今回は、Raspberry Piの外からも操作してみたいと思います。

 

インターネットラジオを聴いてみよう!

インターネットラジオ – Wikipedia
インターネットラジオとは、インターネットプロトコルを通じて、主として音声で番組を配信するインターネットのコンテンツの一形態である。単にネットラジオ、またはウェブラジオ、ネトラジ、IRともいう。
ラジオと称してはいるが、電波ではなくインターネット上にて配信されるため、パソコン・スマートフォン等を利用し聴取する。

インターネットラジオ局の案内サイト – Wikipedia

日本国内だけでなく海外のラジオ放送も手軽に聴くことができるのが、インターネットラジオの魅力ですね!最近ではスマートフォンアプリが充実して、インターネットラジオがより身近なものになってきました。

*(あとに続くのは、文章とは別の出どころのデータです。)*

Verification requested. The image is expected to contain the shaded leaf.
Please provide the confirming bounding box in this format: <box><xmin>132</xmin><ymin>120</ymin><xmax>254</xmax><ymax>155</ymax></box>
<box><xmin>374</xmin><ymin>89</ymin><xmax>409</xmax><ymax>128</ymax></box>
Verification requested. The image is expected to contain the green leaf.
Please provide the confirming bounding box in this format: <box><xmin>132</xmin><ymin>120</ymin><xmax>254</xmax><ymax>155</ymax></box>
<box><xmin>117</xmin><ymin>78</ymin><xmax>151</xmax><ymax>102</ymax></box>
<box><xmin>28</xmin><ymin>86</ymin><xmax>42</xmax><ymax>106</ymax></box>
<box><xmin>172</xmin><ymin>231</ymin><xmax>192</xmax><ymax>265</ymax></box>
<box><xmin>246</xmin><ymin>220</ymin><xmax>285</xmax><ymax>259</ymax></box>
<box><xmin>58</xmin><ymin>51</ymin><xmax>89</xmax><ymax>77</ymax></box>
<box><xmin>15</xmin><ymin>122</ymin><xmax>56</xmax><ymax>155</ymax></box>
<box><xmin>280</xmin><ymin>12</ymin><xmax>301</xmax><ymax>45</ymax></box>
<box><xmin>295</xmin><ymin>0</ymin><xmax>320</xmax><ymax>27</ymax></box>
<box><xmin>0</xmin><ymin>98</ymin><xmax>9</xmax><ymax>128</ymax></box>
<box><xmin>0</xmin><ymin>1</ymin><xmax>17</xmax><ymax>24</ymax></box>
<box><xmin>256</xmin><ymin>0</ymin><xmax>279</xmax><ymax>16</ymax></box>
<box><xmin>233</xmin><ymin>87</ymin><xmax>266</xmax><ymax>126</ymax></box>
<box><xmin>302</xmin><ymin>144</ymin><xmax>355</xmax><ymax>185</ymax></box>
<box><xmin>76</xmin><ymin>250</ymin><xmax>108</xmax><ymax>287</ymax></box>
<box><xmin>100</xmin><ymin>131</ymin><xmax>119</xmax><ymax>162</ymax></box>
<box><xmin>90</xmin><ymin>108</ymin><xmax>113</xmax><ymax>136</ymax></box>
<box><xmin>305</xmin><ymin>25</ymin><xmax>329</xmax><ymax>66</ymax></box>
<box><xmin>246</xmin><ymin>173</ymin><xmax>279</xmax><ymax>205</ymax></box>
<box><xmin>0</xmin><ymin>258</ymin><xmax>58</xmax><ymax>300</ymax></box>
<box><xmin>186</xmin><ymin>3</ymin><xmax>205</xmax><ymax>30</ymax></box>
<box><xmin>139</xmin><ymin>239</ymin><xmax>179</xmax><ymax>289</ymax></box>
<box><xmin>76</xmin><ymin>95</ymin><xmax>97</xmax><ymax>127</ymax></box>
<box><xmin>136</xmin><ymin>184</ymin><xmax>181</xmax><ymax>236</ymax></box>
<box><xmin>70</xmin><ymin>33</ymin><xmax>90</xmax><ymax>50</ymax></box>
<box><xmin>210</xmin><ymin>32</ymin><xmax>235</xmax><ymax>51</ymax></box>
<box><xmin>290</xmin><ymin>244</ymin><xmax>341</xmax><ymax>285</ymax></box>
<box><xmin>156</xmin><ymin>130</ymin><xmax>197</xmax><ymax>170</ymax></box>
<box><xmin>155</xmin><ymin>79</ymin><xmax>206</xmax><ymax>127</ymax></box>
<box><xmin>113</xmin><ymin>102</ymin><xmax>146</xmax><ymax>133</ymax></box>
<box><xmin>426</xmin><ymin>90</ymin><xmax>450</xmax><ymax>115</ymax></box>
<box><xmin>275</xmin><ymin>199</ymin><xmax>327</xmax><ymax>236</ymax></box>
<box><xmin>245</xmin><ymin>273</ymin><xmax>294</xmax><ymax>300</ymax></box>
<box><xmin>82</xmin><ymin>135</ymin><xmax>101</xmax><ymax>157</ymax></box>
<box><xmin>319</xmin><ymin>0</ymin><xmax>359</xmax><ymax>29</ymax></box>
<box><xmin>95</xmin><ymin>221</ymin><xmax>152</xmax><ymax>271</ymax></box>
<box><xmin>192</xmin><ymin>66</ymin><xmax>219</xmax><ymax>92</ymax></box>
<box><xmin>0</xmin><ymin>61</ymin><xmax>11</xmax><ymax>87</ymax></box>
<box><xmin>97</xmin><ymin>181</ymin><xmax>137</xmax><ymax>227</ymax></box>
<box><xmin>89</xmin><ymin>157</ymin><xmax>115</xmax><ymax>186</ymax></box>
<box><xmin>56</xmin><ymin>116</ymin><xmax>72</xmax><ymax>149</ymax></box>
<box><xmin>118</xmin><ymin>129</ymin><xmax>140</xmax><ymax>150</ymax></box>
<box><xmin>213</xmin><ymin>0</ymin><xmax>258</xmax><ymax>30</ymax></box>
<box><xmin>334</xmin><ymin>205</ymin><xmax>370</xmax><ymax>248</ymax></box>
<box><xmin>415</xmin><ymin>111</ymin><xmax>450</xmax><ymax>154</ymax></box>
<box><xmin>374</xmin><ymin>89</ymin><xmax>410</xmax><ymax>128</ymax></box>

(個人的には音楽番組やローカルFM局の放送をよく聴いています!)

今回参考にした公式サイトのフォーラム記事ではいくつかのインターネットラジオの受信方法が紹介されていますが、その中でも「SHOUTcast」「サイマルラジオ」「ねとらじ」 の3つは、なんとパッケージ1つで聴くことができるらしいです!ということで、まずは「SHOUTcast」の受信に挑戦してみることにしました。
今回使用するのは「mplayer」というパッケージです。

Mplayer – Wikipedia
MPlayer(エムプレーヤー)は、オープンソースのメディアプレーヤーである。GNU General Public License下で配布されるフリーソフトウェアであり、Linux・Unix系OS・Mac OS X・Windowsなど多くのOSに対応している。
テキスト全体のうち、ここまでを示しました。